Как это переводится с тем, как я живу своей жизнью в будущем? Это сводится к следующему: когда я больше не могу общаться или иметь интерактивные отношения с другими, моя жизнь потеряет всякий смысл для меня. Когда я приближаюсь к концу жизни, я хочу, чтобы мне разрешили умереть. У меня есть расширенная директива по уходу, в которой конкретно указывается, какие медицинские процедуры я делаю, а не хочу, когда я приближаюсь к смерти. В конечном счете и недвусмысленно, мне нужны варианты завершения жизни, которые позволяют мне иметь медицинскую помощь в смерти.
Невероятное время, которое у меня осталось! Я заставил себя спросить: «Будет ли это делать или сказать, что это влияет на мое здоровье или улучшает мое благополучие?» Например, имеет ли значение для меня, участвую ли я в исследовательской программе, принимать рентген или иметь маммограмму? Мой руководящий принцип заключается в следующем: «Если что-то делает что-то положительное в моей жизни или улучшает мое благополучие, тогда делайте это; если этого не произойдет, тогда не делайте этого ».
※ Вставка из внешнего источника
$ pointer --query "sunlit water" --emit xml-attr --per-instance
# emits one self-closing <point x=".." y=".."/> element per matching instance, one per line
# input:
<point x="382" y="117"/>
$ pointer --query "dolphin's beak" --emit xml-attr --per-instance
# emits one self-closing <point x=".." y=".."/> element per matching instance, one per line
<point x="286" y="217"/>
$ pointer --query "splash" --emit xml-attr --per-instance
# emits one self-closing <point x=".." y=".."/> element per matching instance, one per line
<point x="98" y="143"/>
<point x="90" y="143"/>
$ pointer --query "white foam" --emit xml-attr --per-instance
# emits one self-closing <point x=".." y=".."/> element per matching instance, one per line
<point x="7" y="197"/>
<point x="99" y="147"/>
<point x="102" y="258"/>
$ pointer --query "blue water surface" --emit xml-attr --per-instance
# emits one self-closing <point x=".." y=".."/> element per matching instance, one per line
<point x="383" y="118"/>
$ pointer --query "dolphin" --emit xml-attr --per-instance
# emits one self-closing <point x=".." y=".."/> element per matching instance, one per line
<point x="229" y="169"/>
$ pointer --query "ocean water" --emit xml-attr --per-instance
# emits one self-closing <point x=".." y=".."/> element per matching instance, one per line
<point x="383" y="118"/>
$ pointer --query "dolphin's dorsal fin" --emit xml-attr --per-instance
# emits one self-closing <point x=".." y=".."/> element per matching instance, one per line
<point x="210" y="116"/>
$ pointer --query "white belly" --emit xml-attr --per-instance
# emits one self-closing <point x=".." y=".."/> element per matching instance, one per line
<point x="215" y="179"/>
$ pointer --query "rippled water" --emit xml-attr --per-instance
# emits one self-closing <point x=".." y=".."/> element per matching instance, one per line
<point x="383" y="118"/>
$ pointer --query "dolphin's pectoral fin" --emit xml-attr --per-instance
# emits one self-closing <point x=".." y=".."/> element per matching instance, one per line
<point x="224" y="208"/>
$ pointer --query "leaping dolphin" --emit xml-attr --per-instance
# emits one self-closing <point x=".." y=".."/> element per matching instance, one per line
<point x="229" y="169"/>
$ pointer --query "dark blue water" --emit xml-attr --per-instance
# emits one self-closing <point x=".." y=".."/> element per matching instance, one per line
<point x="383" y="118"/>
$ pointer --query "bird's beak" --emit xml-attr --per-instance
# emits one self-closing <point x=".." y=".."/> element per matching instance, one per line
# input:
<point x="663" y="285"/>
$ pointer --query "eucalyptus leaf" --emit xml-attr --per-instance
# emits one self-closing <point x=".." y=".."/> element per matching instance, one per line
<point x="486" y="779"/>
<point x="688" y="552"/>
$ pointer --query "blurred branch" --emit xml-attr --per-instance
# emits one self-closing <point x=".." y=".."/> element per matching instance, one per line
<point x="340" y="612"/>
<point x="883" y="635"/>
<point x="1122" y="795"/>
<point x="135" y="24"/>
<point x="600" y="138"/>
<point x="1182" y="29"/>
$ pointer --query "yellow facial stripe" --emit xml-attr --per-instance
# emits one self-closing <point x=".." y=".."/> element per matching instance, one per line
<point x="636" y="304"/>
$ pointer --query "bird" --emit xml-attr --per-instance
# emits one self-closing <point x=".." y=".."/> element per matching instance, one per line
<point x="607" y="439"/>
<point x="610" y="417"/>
Медицинские специалисты (и другие) часто предлагают людям с терминальной болезнью, что мы можем и должны делать то, что повышает качество нашей жизни. Но что это значит? Я точно не знаю. Но есть много практических вещей, которые я могу сделать, которые повышают мою изо дня в день. Например:
Быть диагностированным с терминальной болезнью непросто. В разгар эмоционального процесса борьбы с болезнью существует ряд юридических проблем, с которыми мы все сталкиваемся, когда мы умираем. Самое главное, варианты оказания медицинской помощи в уме. Для меня это было в форме поддержки законодательства для легализации вариантов завершения жизни для неизлечимо больных. Для других это может быть другой тип взаимодействия. Пребывание, связанное с социальной группой или причиной, полезно на многих уровнях.
Хотя есть проблемы с терминальной болезнью, есть также отличные подарки.
У меня есть время подготовиться к смерти – например, отдавая вещи, которые мне не нужны, делаю то, что я люблю, но, возможно, пренебрегаю и возобновляю отношения со старыми друзьями. Исцеление неразрешенных конфликтов в отношениях и обеспечение того, что мне комфортно с моими отношениями до смерти.
Кроме того, я теперь понимаю, что я умираю, и я живу . Умирание – это часть жизни и жизни, это часть смерти. Каждый день я напоминаю себе, что зная, что я умираю, дает мне возможность быть моим лучшим «я», чтобы провести время, которое я оставил, полностью живу в настоящем.
Наконец, самый значительный подарок был совершенно неожиданным: иногда я счастливее, чем когда-либо был . Потому что я отпустил прошлое, и прошлое отпустило меня. Это просто не актуально. Я живу более сосредоточенным в настоящий момент, чем когда-либо. И я просто счастлив быть здесь. Прямо сейчас.